Spamhaus maintains a list of mailers it deems to be spammers, against which a sizable percentage of inbox providers check incoming e-mail to determine whether to block it as spam. A listing on Spamhaus can cause a marketer to have serious deliverability issues.

Moreover, e-mail inbox providers like Yahoo, AOL and Microsoft convert abandoned e-mail addresses into spam traps. A firm that hits enough of them will be dubbed a spammer — or at least a very sloppy mailer who wastefully consumes others' bandwidth by sending to garbage addresses. And it will be blocked.

Bob Richards, marketing director for Javelin Marketing, learned the hazards of third-party lists the hard way.

Richards, whose firm helps financial advisers get new clients, paid more than $14,000 to EmailAppenders for a list of 100,000 e-mail addresses. But he says 85,000 bounced when mailed, resulting in a server jam. Moreover, his e-mail service provider dumped him.

“They rightfully fired us as a client for spamming,” Richards says.

Richards demanded a refund from EmailAppenders but didn't get one, so he published a press release about his experience and complained about the vendor on RipOffReport.com. He also has registered complaints with the New York State attorney general and the Federal Trade Commission.

EmailAppenders' Cooper claims the list was fine and that Richards' inexperience as a mailer is to blame.

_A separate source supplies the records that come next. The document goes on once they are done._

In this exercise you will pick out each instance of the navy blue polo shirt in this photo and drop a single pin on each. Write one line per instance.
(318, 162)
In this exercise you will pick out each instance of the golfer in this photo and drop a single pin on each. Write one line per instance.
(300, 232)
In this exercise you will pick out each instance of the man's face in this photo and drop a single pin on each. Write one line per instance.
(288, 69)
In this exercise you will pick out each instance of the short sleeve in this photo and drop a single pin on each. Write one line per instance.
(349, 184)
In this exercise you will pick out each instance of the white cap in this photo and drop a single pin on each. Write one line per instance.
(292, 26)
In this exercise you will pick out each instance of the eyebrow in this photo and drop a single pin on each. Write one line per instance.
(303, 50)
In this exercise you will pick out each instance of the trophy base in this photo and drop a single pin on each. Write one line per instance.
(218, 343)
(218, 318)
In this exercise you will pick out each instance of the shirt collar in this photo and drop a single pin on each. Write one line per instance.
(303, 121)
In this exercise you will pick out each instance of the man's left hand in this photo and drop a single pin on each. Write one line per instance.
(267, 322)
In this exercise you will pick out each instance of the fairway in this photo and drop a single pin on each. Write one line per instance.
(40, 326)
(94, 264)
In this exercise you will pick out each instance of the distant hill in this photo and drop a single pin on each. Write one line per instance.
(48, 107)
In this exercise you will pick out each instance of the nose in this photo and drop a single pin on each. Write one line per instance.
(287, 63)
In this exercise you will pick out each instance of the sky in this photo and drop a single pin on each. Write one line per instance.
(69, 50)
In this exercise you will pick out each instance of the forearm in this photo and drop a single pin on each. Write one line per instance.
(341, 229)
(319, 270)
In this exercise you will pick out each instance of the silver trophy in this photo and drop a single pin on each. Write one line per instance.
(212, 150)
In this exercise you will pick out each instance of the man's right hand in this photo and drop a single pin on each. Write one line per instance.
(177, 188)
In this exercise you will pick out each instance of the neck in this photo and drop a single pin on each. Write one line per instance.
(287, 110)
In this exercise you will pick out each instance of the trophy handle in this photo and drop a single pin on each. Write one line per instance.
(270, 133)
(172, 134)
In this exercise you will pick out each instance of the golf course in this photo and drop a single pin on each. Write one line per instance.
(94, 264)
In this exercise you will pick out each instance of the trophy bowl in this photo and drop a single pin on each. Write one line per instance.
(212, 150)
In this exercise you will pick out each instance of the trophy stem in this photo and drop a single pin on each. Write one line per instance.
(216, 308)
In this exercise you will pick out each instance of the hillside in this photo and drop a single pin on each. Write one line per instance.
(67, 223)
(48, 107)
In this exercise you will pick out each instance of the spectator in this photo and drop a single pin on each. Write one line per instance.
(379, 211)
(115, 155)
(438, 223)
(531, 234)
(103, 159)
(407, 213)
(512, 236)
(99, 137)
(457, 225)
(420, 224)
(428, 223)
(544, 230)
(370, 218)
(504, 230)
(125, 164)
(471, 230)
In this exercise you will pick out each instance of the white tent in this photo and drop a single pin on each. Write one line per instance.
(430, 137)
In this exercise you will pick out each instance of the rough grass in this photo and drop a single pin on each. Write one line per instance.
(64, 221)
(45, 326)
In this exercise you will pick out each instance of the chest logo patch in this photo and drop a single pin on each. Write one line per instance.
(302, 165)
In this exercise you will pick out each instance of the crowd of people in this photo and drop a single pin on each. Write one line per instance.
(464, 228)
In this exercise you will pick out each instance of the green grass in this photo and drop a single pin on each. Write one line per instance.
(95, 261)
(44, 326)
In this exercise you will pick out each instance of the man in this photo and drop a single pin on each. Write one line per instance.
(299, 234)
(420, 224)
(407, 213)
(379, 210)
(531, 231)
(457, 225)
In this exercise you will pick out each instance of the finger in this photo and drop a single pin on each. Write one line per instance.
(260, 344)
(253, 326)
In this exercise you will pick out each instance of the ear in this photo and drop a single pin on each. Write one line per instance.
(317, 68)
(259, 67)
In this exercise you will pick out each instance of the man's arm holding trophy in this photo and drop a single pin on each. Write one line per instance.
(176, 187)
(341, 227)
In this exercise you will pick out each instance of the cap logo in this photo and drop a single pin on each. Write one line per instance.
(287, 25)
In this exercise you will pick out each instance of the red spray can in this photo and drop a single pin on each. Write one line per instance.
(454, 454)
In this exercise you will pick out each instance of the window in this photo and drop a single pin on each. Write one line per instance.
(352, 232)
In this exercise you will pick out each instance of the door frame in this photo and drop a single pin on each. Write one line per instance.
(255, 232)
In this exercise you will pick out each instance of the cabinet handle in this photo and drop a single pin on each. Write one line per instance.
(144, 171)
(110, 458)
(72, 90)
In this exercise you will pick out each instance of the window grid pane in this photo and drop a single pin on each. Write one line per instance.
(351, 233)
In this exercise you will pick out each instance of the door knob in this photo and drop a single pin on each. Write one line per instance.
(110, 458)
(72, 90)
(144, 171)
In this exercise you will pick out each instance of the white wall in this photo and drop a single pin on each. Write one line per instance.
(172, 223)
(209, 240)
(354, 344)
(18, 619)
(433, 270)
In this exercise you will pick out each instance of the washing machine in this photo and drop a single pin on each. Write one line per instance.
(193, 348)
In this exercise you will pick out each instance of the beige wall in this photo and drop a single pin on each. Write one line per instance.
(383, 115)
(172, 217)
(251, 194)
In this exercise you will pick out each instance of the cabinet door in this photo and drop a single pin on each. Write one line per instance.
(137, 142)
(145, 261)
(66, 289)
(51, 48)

“There are all kinds of factors that affect e-mail deliverability,” he says. “Having a perfect list does not ensure success. This is a client who does not have internal know-how on doing large campaigns and is not willing to let us do it for him.”

He adds: “How can he send 100,000 e-mails from one server in a single day on a weekend? You have to know how to use a big list.”

Cooper also states that Richards previously had done business with EmailAppenders. “He purchased from us,” he says. “He was very happy. He came back.”